Les grands patrons, big bosses, mercenaires de la finance, en charge d’augmenter la valeur de ces actifs, obtiennent à chaque retour sur investissement des actionnaires des bonus et des salaires faramineux. Ces stocks options et divers droits de propriétés leur permettent de prendre en otages des montages financiers, qui bénéficient en réalité à un cercle restreint de leur subalternes voués à réduire les frais et couper les postes dans l’entreprise. Ces montages par les fonds souverains, fonds d’assurance, fonds de pensions, phagocytent des entreprises, en générant des titres, profitant des déterritorialisations. Ils assurent un ruissèlement à ceux qui placent leur argent dans ces portefeuilles à risque. Les actionnaires exigent la valorisation et elle est axée sur une valeur progressive, qui repousse sans fin l’accumulation. Cette caste, qui fonctionne sur un captalisme de rente, s’est retrouvée au sommet des grandes entreprises cotées en bourse.
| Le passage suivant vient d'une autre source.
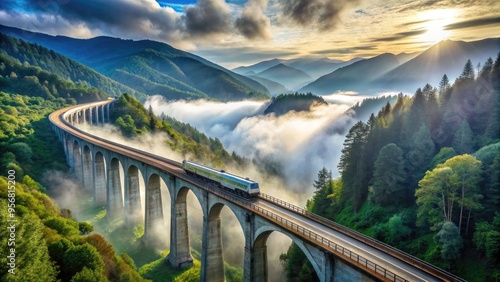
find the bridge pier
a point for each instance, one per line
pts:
(100, 182)
(88, 177)
(114, 207)
(154, 226)
(212, 257)
(180, 251)
(133, 207)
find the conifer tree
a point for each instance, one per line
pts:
(463, 141)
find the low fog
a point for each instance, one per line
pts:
(299, 144)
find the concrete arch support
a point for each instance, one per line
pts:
(154, 211)
(77, 162)
(88, 176)
(114, 207)
(180, 251)
(100, 182)
(133, 198)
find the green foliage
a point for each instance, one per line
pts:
(78, 257)
(85, 228)
(463, 141)
(297, 266)
(351, 165)
(389, 174)
(39, 83)
(31, 254)
(134, 120)
(37, 57)
(459, 189)
(397, 231)
(88, 275)
(450, 241)
(444, 154)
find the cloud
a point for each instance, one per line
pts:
(322, 14)
(253, 23)
(297, 144)
(207, 17)
(244, 55)
(473, 23)
(121, 18)
(344, 50)
(399, 36)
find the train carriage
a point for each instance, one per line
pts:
(239, 185)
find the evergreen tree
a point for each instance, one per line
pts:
(468, 72)
(444, 85)
(352, 167)
(389, 174)
(463, 141)
(422, 149)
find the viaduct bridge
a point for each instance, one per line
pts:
(134, 183)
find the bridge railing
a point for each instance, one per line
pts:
(311, 236)
(365, 239)
(306, 233)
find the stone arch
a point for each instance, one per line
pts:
(114, 206)
(100, 196)
(156, 199)
(213, 270)
(88, 177)
(69, 149)
(135, 196)
(77, 160)
(258, 266)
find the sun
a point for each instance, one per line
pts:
(433, 22)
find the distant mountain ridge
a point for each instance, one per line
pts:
(354, 77)
(314, 67)
(173, 73)
(403, 72)
(287, 76)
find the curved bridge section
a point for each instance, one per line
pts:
(134, 184)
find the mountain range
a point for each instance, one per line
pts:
(150, 67)
(387, 72)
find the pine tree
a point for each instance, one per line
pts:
(468, 71)
(389, 174)
(444, 85)
(463, 141)
(352, 165)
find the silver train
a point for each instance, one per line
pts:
(239, 185)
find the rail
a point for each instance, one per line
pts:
(365, 239)
(354, 258)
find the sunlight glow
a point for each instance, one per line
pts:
(434, 22)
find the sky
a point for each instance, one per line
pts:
(240, 32)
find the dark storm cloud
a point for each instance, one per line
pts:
(437, 4)
(473, 23)
(126, 18)
(322, 14)
(207, 17)
(399, 36)
(344, 50)
(253, 23)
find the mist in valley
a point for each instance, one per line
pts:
(299, 144)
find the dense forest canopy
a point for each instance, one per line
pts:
(423, 176)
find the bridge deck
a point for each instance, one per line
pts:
(296, 222)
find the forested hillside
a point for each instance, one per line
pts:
(133, 120)
(34, 55)
(150, 67)
(423, 176)
(285, 103)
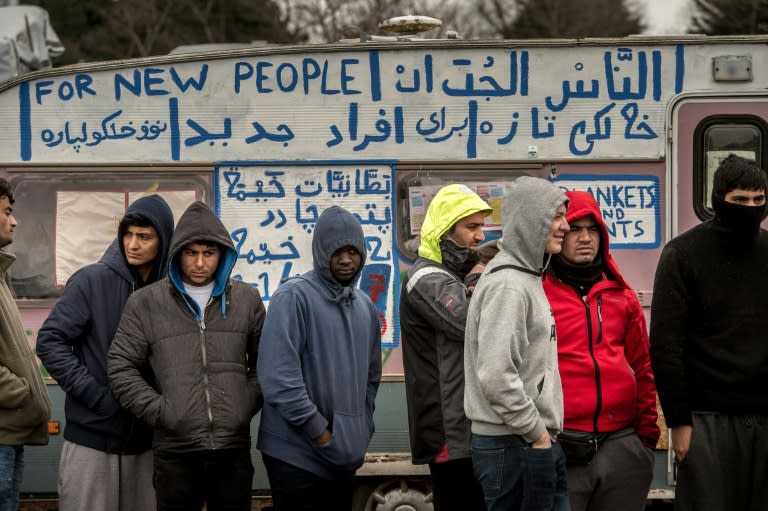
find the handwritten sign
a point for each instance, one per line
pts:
(439, 103)
(631, 206)
(271, 211)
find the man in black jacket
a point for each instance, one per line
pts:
(106, 462)
(184, 361)
(433, 311)
(709, 346)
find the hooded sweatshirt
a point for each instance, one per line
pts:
(24, 404)
(433, 310)
(74, 340)
(512, 381)
(191, 372)
(320, 362)
(602, 344)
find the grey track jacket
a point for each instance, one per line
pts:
(512, 384)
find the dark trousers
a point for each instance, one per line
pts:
(618, 477)
(516, 476)
(454, 486)
(219, 479)
(726, 465)
(294, 489)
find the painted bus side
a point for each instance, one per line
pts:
(271, 136)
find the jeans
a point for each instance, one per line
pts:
(220, 479)
(516, 476)
(295, 489)
(11, 472)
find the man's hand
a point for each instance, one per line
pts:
(681, 441)
(323, 438)
(544, 441)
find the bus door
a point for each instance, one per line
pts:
(704, 131)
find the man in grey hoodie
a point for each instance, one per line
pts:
(512, 392)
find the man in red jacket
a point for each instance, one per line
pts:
(608, 388)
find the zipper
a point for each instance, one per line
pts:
(591, 344)
(599, 319)
(209, 406)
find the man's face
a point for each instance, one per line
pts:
(468, 232)
(582, 241)
(141, 245)
(746, 197)
(345, 263)
(557, 231)
(7, 222)
(199, 263)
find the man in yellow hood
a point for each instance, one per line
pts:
(433, 309)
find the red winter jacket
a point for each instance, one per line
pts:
(602, 344)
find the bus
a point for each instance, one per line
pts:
(270, 136)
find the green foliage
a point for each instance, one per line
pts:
(93, 30)
(730, 17)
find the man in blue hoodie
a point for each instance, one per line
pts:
(319, 367)
(106, 462)
(184, 360)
La puissance technocratique et financière de cette nébuleuse, que je qualifie de supraimpérialisme, articulée sur les oligopoles, est, elle-même, en crise dans la lutte pour la centralisation du contrôle du capital. Les atermoiements de la City de Londres ou de New York s’inquiètent du basculement de l’économie monde vers l’Asie. La dette chinoise atteindrait 55,000 milliards $, dont 40% relevant d’entreprises non financières. Tant que la Chine gardera le contrôle étatique de l’essentiel de son pôle de banques [6] les requins de la finance de la triade savent que la Chine restera souveraine et qu’ils ne possèderont pas le monde, qui, d’ailleurs, peut leur échapper.
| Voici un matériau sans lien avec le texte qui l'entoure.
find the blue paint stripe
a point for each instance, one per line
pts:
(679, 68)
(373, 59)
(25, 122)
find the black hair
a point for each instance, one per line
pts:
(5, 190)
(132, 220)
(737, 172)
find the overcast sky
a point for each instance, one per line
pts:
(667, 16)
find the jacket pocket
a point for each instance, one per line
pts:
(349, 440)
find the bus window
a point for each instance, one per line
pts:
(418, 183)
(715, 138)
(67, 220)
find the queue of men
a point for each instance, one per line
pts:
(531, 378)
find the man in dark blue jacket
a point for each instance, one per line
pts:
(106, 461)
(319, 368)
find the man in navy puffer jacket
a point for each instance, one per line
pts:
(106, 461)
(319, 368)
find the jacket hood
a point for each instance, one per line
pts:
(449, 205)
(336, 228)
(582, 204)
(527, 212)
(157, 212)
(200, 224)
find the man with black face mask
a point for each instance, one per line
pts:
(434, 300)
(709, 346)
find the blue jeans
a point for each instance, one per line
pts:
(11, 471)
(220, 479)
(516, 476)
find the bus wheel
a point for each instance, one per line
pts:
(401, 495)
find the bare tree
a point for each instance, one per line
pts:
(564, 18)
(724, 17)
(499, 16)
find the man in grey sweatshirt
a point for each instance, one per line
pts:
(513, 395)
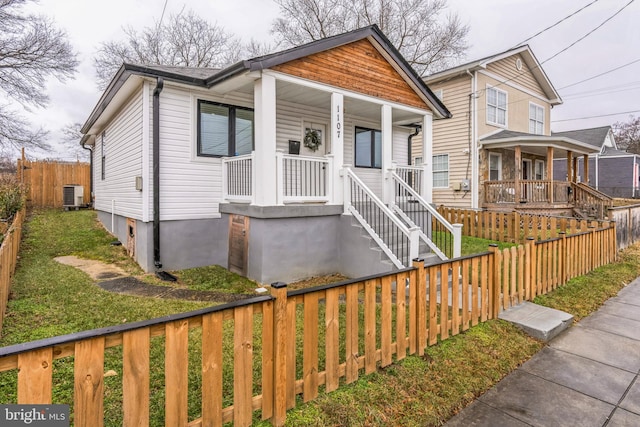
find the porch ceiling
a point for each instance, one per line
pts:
(321, 99)
(538, 144)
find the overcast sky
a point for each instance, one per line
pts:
(496, 25)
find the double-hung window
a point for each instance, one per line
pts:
(496, 106)
(224, 130)
(536, 119)
(441, 171)
(368, 144)
(495, 167)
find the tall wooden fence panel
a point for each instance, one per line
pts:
(262, 353)
(46, 179)
(8, 259)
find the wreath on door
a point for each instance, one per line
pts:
(312, 139)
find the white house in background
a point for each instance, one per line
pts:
(280, 167)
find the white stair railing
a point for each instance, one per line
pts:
(398, 241)
(444, 239)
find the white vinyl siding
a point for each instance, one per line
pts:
(123, 161)
(536, 119)
(441, 171)
(496, 106)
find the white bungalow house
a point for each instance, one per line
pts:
(280, 167)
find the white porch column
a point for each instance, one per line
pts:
(264, 162)
(427, 158)
(337, 145)
(386, 114)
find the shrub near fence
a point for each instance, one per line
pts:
(515, 227)
(8, 259)
(260, 353)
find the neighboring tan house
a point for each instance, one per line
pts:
(275, 167)
(497, 151)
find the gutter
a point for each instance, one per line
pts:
(83, 141)
(156, 173)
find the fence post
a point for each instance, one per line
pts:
(562, 258)
(529, 247)
(421, 305)
(457, 240)
(494, 284)
(279, 292)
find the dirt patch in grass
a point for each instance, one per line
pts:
(317, 281)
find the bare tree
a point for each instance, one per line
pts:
(427, 38)
(32, 50)
(627, 134)
(185, 40)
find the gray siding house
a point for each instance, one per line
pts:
(611, 171)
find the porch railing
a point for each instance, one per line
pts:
(303, 179)
(399, 242)
(237, 176)
(530, 191)
(443, 238)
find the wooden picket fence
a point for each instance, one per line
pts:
(261, 353)
(8, 259)
(513, 226)
(45, 180)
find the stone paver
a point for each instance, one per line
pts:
(587, 376)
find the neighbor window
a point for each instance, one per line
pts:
(102, 155)
(538, 172)
(441, 171)
(496, 106)
(368, 148)
(495, 167)
(224, 130)
(536, 119)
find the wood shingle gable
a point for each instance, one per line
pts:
(357, 66)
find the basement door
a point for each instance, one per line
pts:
(238, 243)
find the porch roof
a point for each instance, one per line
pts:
(241, 75)
(537, 144)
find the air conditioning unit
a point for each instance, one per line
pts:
(72, 196)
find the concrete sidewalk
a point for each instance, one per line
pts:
(587, 376)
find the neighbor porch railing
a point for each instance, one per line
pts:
(443, 238)
(222, 364)
(299, 179)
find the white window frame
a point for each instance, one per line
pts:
(443, 173)
(539, 163)
(497, 108)
(534, 120)
(499, 156)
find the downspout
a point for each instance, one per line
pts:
(156, 173)
(416, 131)
(83, 142)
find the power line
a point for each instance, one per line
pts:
(601, 74)
(595, 117)
(557, 23)
(589, 33)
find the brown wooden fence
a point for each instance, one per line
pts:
(224, 363)
(515, 227)
(8, 259)
(45, 180)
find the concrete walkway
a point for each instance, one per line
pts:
(587, 376)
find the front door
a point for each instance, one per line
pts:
(238, 243)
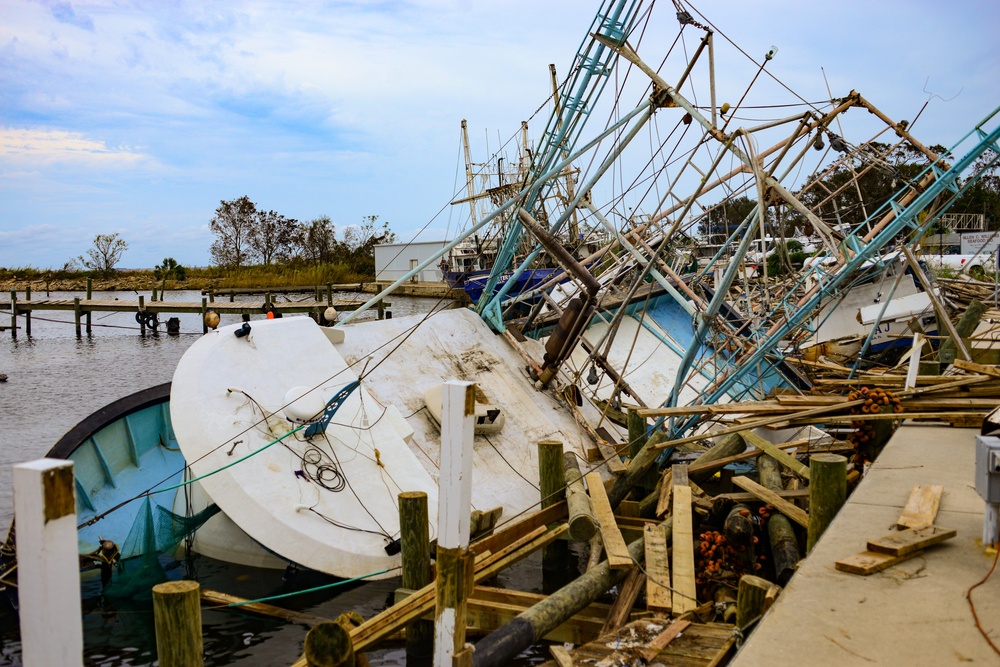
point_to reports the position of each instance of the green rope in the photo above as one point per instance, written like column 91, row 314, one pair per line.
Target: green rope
column 230, row 465
column 308, row 590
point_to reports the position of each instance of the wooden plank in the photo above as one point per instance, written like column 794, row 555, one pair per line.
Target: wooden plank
column 870, row 562
column 793, row 512
column 657, row 570
column 902, row 542
column 561, row 655
column 685, row 591
column 921, row 508
column 661, row 640
column 628, row 593
column 614, row 544
column 777, row 454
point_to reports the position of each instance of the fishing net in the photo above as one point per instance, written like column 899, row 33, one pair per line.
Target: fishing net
column 155, row 531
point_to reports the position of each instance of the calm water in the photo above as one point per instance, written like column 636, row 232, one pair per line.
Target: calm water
column 55, row 381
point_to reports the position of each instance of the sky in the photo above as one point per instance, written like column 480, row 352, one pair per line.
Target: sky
column 138, row 118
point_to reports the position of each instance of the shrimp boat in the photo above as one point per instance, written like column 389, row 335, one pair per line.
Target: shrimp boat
column 330, row 424
column 304, row 435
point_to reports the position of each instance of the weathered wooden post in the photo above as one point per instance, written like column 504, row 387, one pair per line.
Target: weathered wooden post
column 784, row 546
column 90, row 296
column 454, row 577
column 582, row 524
column 552, row 485
column 177, row 618
column 827, row 493
column 415, row 539
column 27, row 313
column 750, row 599
column 76, row 315
column 49, row 571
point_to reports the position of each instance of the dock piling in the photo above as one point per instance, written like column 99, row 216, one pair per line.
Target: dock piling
column 177, row 619
column 13, row 313
column 49, row 579
column 27, row 314
column 552, row 485
column 328, row 644
column 76, row 316
column 415, row 538
column 827, row 493
column 90, row 295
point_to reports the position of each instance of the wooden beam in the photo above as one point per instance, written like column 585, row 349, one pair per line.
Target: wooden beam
column 793, row 512
column 775, row 452
column 614, row 544
column 685, row 592
column 657, row 569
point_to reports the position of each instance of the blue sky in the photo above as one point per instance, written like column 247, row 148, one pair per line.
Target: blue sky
column 139, row 117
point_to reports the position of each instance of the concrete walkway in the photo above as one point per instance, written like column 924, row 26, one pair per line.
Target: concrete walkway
column 914, row 613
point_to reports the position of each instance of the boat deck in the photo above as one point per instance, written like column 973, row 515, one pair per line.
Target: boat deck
column 914, row 613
Face aux menaces de la crise financière mondiale et à une récession généralisée, les requins de la finance et exécutants des oligarchies ploutocrates résistent à la seule solution possible, un recul de la financiarisation. En effet, parmi les seules soupapes à un capitalisme endurable, seraient des réformes structurelles profondes ; une décentralisation large des surplus ponctionnés par le capitalisme mondialisé ; une décentralisation en faveur d’une marge de manœuvre, accrues aux paliers nationaux ; et des projets souverains couplés à une restructuration du système financier international mondial.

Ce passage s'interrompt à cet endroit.